I was reading papers 1 and 2 on numerosities. These present a way of comparing the size of sets as equivalences of the size of the set intersected with finite subsets. I am trying to extend the work of these papers from subsets of the real numbers to subsets of the surreal numbers.
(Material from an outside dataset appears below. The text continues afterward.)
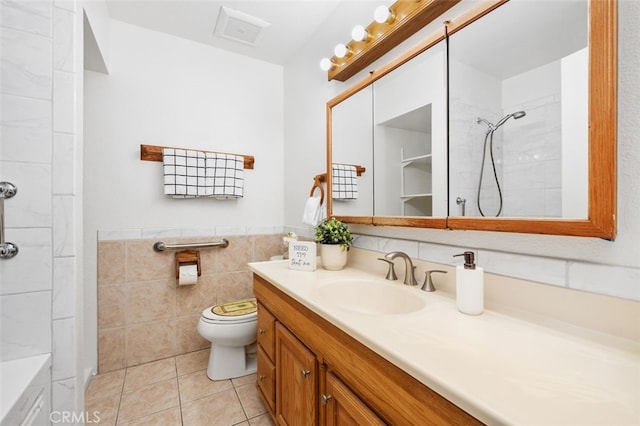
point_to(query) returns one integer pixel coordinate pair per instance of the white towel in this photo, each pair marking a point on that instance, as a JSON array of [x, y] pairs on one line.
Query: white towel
[[184, 173], [313, 212], [225, 175], [344, 182]]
However, I am having trouble understanding how the labeling system from 1 became the system in 2. I understand it is due to needing uncountable sets, but I do not have any intuition behind it.
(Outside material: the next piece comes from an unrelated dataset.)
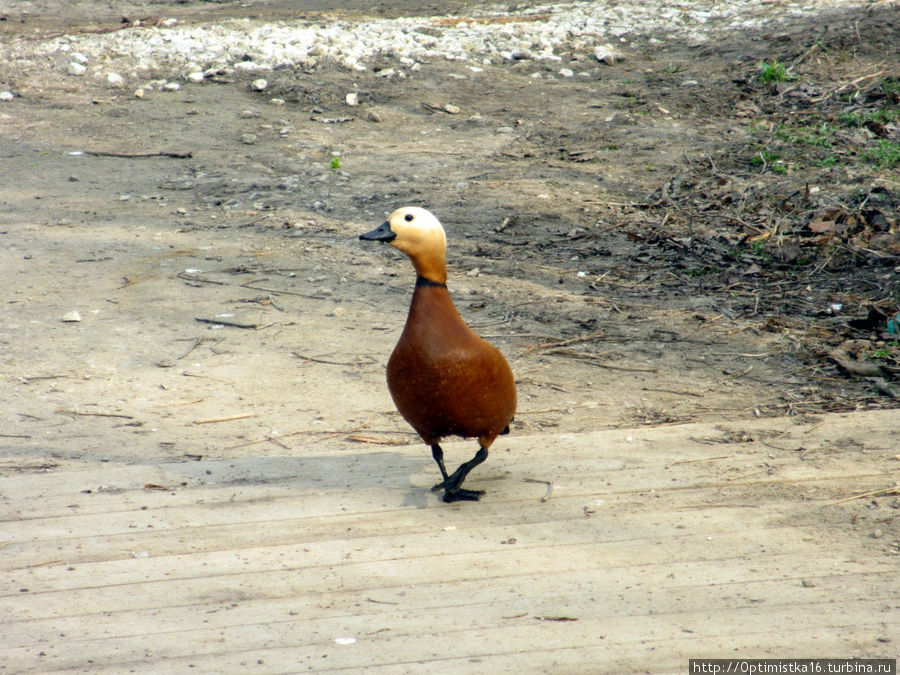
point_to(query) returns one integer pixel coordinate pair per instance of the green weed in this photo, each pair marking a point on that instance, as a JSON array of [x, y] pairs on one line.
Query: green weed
[[772, 71], [885, 154]]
The first paper defines numerosity as follows: $l_A:A \to \mathbb{N}$ where $l_A$ is finite to 1. Then define sets $A_n=\{ a| l_A(a) \leq n \}$, and then num(A) is an equivalence of the sequence $|A_n|$ on some ultrafilter of $\mathbb{N}$.
The second paper defines numerosity as follows: Take some base set $A$ and make a universe $V(A)$ where $V_0(A)=A$, $V_{n+1}(A)=V_n(A) \cup P(V_n(A))$, and $V(A)=\bigcup V_n(A)$. Then let set $L$ be the set of all finite subsets of $V(A)$.
A label set $B$ is a label set if For all $s, t \in B$, their union and intersection is in $B$. For all $s \in B$, $s \cap L = \emptyset$(This means that s contains only infinite sets and atoms). $\bigcup\limits_{s \in S} V(s) = V(A)$ The largest possible $B$ which contains all finite subsets of infinite subsets and atoms is called $B_{\max}$
The label function for a label set is $l(a) = \bigcap\limits_{\mu \in I_a} \mu$ where $I_a = \{\mu \in B \mid a \in V(\mu)\}$
And then num($E$) = $\lim\limits_{\lambda \uparrow V(A)} |E \cap \lambda|$, where $\lim\limits_{\lambda \uparrow V(A)} \phi (\lambda)$ is an equivalence of functions over an ultrafilter of $L$, which is implied to be $B$ but I'm not sure.
My main question is, how does this new definition actually allow uncountable sets, and how is it related to the first definition?
The paper outlines a method of closure that is a label set, namely for a directed set $D$, $\overline{D} = G(\{s \in B_{\max} \mid \exists t \in D, s \sqsupseteq t\})$, but I'm not entirely sure what $\sqsupseteq$ represents (its Definition 2.13), or how to choose $D$. My secondary question is, how do you produce a labelling set, and therefore function, that has a specific property?